MILITARY training on Dartmoor came under fire from the Open Spaces Society this week.
The group has written to the Defence Estates calling for any plans for increased investment in the Dartmoor training area to be dropped.
But the Army argues that its presence helps to protect the land from dorestation and intensive agriculture.
General secretary of the Open Spaces Society Kate Ashbrook said on Tuesday that the military should be reducing its activity on the moor and should not consider making a national park a core training site.
'It is clear that military training and national parks are incompatible and that this conflict can never be resolved,' she said.
The society says that as part of its strategy for the Defence Estate, the Ministry of Defence will select its core training sites by next year. The core sites will be the focus of future use and investment.
Ms Ashbrook said the group believed the Ministry of Defence was not taking any account of whether training land was in a national park.
'The national parks in England and Wales are our top landscapes, designated for their outstanding natural beauty, and as places for quiet recreation.
'So there is a danger that the military training area on Dartmoor and in other national parks could become core sites just when the military should be reducing its activity there, not expanding it,' she said.

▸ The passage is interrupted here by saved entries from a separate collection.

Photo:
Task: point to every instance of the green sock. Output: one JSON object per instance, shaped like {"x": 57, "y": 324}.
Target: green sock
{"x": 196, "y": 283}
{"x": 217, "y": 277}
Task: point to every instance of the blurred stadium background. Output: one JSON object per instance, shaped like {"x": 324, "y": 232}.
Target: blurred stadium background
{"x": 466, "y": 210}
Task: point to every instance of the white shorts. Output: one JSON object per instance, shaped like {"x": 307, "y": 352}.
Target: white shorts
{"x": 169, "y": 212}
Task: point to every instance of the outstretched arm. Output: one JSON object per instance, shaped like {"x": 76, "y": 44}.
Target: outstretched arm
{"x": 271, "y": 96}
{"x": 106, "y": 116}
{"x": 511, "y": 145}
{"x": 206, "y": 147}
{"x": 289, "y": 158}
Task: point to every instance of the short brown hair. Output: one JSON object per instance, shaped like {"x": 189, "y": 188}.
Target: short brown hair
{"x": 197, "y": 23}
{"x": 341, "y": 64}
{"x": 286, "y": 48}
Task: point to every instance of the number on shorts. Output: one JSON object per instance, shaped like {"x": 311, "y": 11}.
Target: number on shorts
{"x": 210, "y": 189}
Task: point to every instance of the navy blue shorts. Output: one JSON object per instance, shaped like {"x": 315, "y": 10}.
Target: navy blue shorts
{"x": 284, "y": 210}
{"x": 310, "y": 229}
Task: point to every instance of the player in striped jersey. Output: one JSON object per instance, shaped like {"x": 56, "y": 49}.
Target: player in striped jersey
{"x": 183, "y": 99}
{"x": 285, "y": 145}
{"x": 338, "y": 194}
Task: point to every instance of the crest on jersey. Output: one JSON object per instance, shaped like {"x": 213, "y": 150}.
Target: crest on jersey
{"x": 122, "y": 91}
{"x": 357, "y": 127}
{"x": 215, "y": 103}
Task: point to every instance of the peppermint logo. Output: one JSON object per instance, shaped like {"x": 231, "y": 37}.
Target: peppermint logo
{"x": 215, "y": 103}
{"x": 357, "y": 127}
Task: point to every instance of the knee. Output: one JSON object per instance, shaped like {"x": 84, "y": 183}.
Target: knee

The society argues that serious damage is done to parts of Dartmoor by military exercises, claiming they destroy the wilderness, cause excessive noise, and pose a risk to the public from unexploded missiles.
The society says Dartmoor's unique prehistoric archaeology is under threat from battering by live fire.
The Army say that on Dartmoor, they administer some 30,000 acres of which 3,400 are MOD freehold, for use by a number of units, including the Royal Marines. 'It is not true to claim there are plans to "expand" its use there,' said an Army statement.
The Army say just 30 per cent of their training land is located in national parks, representing less than five per cent of the total area designated as national park land.
The Army statement said that Ministry of Defence training areas were the 'jewel in the environmental crown' as they protected the land from forestation and intensive agriculture and refrained from the use of herbicides and pesticides.
The Army say they follow a number of restrictions to their live firing and 'dry' training exercises on Dartmoor, principally a cessation during August and on all Sundays and Bank Holidays.
The Army Training Estate said: 'Work to identify core training sites is still at a very early stage and it is too soon to guess completion'.
The estate say the military has had a presence on Dartmoor for 200 years, pre-dating the moor's designation as a national park.
The Open Spaces Society says it plans to lobby the Duchy of Cornwall and Dartmoor National Park Authority not to renew the licences for military training on the moor when they expire in 2012.